As I write this it’s Saturday in America.

It’s Saturday and there’s been another shooting.

Once again we find ourselves here in this terribly familiar place. We are grieving again. We’re watching in disbelief again. Dozens of families are planning funerals again.

It’s Saturday and we’re seeing the death toll rise, we’re hearing the graphic details, we’re seeing the unfathomable video, we’re watching the media frenzy—and the deja vu of it all is stomach-turning.

The questions come once more:
“Why the hell are we doing this again?”
“Are we ever going to fix this?”
“How much death do people need to care?”

It’s as though we’re watching the replay of a horror film created last week or the week before or the week before that. We feel the muscle memory kick in as we reckon with the human loss anew.

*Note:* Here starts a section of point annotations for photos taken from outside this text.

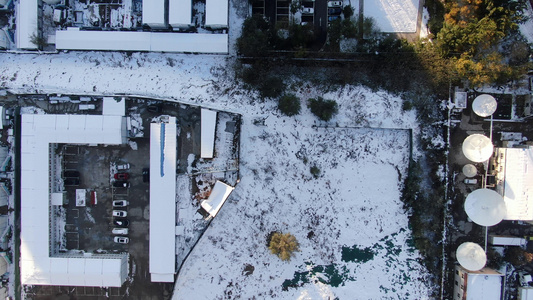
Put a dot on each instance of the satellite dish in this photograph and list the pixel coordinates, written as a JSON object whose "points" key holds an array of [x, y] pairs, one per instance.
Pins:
{"points": [[470, 170], [485, 207], [471, 256], [477, 148], [484, 105]]}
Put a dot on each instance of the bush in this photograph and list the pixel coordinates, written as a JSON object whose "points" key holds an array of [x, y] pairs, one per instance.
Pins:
{"points": [[289, 105], [323, 109], [283, 245]]}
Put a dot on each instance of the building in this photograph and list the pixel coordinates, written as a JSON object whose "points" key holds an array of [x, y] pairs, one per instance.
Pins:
{"points": [[484, 284], [513, 171]]}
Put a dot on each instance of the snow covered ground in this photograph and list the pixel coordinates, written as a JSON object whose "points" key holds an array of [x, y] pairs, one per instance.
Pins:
{"points": [[393, 15], [349, 221]]}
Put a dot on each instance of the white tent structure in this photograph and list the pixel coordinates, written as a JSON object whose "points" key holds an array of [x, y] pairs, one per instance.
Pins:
{"points": [[477, 148], [216, 14], [471, 256], [208, 125], [484, 105], [469, 170], [485, 207], [163, 157], [217, 198], [40, 261]]}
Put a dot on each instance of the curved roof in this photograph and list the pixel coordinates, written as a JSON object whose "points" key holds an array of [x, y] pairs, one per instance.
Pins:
{"points": [[469, 170], [485, 207], [477, 148], [471, 256], [484, 105]]}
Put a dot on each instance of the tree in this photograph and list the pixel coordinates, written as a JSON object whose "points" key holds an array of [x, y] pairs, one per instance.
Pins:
{"points": [[289, 105], [283, 245], [323, 109]]}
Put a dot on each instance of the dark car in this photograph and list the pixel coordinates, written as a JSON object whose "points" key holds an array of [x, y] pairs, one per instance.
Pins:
{"points": [[122, 176], [121, 183], [71, 181], [146, 175], [121, 222], [334, 11], [71, 173]]}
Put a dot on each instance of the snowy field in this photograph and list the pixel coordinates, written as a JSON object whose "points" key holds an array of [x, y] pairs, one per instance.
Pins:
{"points": [[393, 15], [353, 204]]}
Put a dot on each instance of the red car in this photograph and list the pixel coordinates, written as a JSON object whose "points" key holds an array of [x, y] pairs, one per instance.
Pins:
{"points": [[122, 176]]}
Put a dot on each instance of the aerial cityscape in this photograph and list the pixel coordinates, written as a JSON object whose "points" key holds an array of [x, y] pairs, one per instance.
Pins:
{"points": [[266, 149]]}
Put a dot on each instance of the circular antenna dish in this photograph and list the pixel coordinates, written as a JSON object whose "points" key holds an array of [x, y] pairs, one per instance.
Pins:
{"points": [[470, 170], [477, 148], [484, 105], [471, 256], [485, 207]]}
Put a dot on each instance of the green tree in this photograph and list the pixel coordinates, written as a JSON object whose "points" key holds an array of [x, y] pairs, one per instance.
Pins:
{"points": [[323, 109], [289, 104], [283, 245]]}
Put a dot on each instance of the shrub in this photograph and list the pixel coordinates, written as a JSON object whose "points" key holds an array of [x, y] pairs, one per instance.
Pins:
{"points": [[289, 105], [323, 109], [283, 245]]}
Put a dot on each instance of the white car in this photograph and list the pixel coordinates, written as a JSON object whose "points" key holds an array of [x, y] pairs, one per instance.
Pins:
{"points": [[308, 10], [120, 203], [120, 213], [123, 231], [334, 3], [121, 240]]}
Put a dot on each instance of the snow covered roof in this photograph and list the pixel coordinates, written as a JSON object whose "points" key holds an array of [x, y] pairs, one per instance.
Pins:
{"points": [[114, 107], [517, 184], [154, 13], [180, 13], [163, 155], [27, 20], [208, 126], [218, 196], [216, 13], [141, 41], [37, 265]]}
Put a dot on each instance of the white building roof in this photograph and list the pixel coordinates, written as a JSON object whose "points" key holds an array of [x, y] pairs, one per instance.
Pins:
{"points": [[76, 39], [36, 265], [27, 20], [114, 107], [208, 126], [216, 13], [180, 13], [163, 156], [517, 187], [154, 13], [216, 199]]}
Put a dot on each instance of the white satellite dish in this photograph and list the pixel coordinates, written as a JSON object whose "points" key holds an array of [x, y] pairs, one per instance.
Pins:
{"points": [[477, 148], [485, 207], [484, 105], [471, 256], [469, 170]]}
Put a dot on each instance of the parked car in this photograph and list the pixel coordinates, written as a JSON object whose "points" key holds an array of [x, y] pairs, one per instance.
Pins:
{"points": [[333, 18], [334, 11], [120, 213], [71, 181], [122, 176], [120, 203], [71, 173], [334, 3], [123, 167], [146, 175], [121, 240], [121, 222], [308, 10], [123, 231], [121, 183]]}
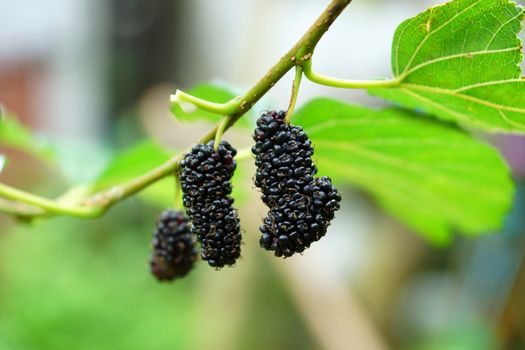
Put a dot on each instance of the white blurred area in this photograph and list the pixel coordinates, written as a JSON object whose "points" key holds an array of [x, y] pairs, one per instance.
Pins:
{"points": [[55, 57], [55, 53]]}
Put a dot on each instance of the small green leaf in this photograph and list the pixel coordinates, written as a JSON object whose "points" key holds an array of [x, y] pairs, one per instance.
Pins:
{"points": [[16, 136], [132, 163], [461, 62], [213, 92], [430, 175]]}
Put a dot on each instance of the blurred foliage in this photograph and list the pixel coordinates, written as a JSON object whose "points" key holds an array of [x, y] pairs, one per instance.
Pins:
{"points": [[15, 135]]}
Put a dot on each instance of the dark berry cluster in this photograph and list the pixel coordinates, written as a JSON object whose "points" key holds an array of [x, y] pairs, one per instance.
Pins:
{"points": [[174, 250], [301, 205], [206, 185]]}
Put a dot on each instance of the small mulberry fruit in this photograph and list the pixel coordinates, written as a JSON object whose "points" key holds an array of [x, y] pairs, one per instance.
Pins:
{"points": [[174, 249], [206, 184], [301, 205]]}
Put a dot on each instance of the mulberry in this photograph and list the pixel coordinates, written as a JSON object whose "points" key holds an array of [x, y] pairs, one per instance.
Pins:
{"points": [[301, 205], [206, 185], [174, 250]]}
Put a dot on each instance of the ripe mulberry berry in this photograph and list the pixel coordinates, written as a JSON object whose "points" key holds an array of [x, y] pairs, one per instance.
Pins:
{"points": [[206, 185], [174, 250], [301, 205]]}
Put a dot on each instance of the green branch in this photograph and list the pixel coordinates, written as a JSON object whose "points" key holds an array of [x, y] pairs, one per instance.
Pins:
{"points": [[97, 204], [295, 92], [343, 83]]}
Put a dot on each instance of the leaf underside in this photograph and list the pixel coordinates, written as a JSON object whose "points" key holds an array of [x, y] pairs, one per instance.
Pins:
{"points": [[461, 62], [432, 176]]}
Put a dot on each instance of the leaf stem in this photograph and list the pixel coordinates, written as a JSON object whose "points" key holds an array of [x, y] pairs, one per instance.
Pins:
{"points": [[343, 83], [218, 108], [97, 204], [220, 131], [295, 92]]}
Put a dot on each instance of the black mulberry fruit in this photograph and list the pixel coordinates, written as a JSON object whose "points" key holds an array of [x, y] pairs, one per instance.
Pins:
{"points": [[206, 185], [174, 249], [301, 205]]}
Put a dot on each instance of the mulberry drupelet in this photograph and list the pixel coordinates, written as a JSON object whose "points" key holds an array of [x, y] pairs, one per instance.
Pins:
{"points": [[301, 205], [174, 249], [206, 185]]}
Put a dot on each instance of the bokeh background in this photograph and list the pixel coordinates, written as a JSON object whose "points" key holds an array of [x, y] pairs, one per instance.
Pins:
{"points": [[92, 78]]}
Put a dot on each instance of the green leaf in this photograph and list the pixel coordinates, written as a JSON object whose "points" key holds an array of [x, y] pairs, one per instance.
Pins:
{"points": [[430, 175], [461, 62], [132, 163], [16, 136], [2, 162], [215, 92]]}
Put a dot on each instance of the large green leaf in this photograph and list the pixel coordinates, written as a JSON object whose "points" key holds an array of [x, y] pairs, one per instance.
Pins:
{"points": [[430, 175], [215, 92], [461, 61]]}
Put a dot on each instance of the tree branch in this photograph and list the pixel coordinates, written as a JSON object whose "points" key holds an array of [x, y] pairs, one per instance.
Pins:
{"points": [[97, 204]]}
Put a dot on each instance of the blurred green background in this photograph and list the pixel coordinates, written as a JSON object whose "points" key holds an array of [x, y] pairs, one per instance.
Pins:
{"points": [[93, 78]]}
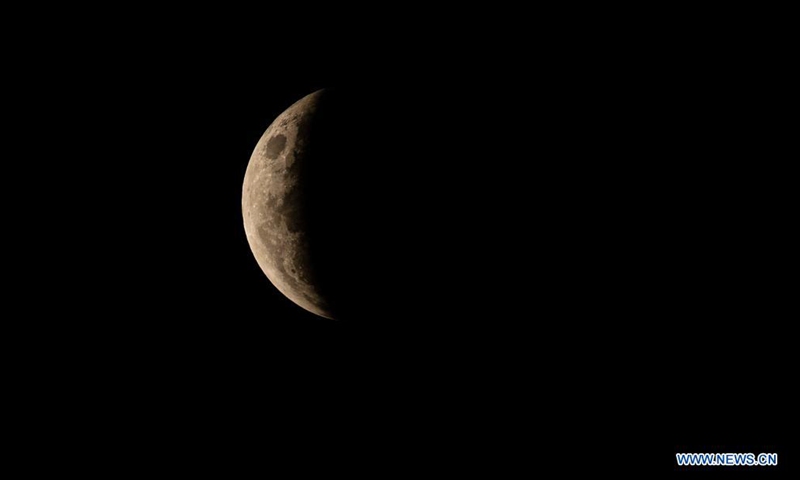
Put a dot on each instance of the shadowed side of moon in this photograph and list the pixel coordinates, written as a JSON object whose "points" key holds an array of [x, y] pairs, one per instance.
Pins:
{"points": [[274, 206]]}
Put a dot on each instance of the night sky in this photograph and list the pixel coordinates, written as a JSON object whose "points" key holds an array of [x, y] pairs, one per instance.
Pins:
{"points": [[590, 235]]}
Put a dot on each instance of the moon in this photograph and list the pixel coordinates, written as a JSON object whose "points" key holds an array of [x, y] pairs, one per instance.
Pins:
{"points": [[273, 206]]}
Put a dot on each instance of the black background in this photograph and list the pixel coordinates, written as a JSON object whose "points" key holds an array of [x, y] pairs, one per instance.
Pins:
{"points": [[582, 246]]}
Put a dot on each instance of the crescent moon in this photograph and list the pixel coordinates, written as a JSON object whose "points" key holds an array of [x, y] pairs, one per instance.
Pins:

It all unfolds with such putrid predictability:

The first reports of an active shooter come.
We see a location trending.

Then there is the waiting, the speculation, the questions about people we know who are close to the area.
Reports come in; shaky phone video, unconfirmed eyewitness accounts, and finally official news.
Soon, we find out the scope of the tragedy and the details of the horror.
The numbers rise and the tears come.

Suddenly the usual suspects surface to publicly grieve.
The same politicians and pastors express their sympathies while doing nothing else.
Their thoughts and prayers tweets, which could have easily been copy and pasted from last month—are once again posted, simply with new hashtags.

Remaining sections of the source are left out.